New Vibrations: Josh Groban's "All That Echoes"

By Florence Lau | February 7, 2013

Josh Groban has always walked that fine line between pop and classical music, but his newest album, All That Echoes, definitely tends more towards pop than classical.

His voice resonates powerfully from the very first song, “Brave,” where he tells his listeners that “You can’t hide forever from the thunder / Look into the storm and feel the rain.”

The movement from this song careens him naturally into his next few songs, in which his theatrical training from his younger years serves him well; one can hear the emotion and feel that Groban really understands what the lyrics are saying in each song, even though the lyrics in each song are quite different from the next.

In between pop songs, Groban takes a break with some international pieces, like the Irish folk song “She Moved Through the Fair” and the Italian “E Ti Promettero.”

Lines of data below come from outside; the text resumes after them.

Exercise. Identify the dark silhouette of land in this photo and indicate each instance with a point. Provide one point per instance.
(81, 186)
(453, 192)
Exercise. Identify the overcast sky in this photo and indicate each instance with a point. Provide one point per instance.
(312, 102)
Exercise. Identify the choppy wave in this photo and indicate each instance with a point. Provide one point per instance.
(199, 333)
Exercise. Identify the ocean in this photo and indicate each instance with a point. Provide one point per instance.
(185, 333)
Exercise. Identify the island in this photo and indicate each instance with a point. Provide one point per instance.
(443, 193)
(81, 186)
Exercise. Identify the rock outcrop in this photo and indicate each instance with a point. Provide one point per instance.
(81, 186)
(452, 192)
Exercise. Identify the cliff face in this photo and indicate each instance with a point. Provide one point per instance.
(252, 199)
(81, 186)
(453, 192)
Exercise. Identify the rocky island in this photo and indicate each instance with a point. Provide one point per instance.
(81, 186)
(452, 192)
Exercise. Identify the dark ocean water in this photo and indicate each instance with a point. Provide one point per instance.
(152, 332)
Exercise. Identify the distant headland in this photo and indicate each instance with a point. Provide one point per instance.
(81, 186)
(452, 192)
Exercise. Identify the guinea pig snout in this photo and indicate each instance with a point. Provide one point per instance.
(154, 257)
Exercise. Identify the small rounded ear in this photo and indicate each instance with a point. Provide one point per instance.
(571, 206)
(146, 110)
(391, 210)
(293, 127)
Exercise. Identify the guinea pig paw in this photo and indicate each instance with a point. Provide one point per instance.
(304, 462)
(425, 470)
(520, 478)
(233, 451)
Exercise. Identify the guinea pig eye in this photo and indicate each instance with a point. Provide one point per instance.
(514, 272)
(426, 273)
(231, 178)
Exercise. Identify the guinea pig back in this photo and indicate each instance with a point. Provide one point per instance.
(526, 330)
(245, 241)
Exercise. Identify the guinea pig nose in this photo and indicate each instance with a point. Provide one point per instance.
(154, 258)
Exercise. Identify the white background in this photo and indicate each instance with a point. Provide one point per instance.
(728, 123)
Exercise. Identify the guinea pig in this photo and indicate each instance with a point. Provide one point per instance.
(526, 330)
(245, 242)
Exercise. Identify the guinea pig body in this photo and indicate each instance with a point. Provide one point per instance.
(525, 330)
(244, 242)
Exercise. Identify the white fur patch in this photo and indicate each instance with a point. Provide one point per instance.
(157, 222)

The first half of his album is stronger than the second half, although that might be due to his putting all the stronger pop songs in the first part and having the second half of the album be more laid-back songs without as much power in them.

That’s not to say that the songs in the second half are bad by any means. It’s partly a matter of preference as to whether a particular listener prefers pop music with a strong, recognizable beat or quieter music one could relax to.

Many of the songs in this album focused on love, whether falling in love, as in “I Believe (When I Fall in Love It Will Be Forever,” or being spurned in love, as in “The Moon is a Harsh Mistress.”

Groban has focused on love in many of his previous albums as well, but this albums seems to have a greater percentage of his songs focused on love than any of his older albums.

Something new that he has done in All That Echoes is feature other artists in a couple of duets. The harmonization is spot-on, and as long as most of the songs on his album are solos, there is no reason why he should stop doing this in the future.

Overall, fans of Josh Groban should have very few complaints about his newest album. His voice is as resonant and beautiful as it has always been, and his songs are a good mix of everything that he is known for.

In fact, the strongest critique of his album is probably that it is too short. Excluding his 2006 album, With You, this is his shortest album to date, and audiences are left wanting to hear more when this album finishes after only about fifty minutes.

Anyone who enjoyed any of his previous work should definitely give this album a listen. In fact, if they took a risk and purchased it before trying it, it is very unlikely that they would be disappointed. As usual, Groban delivers perfection in every verse.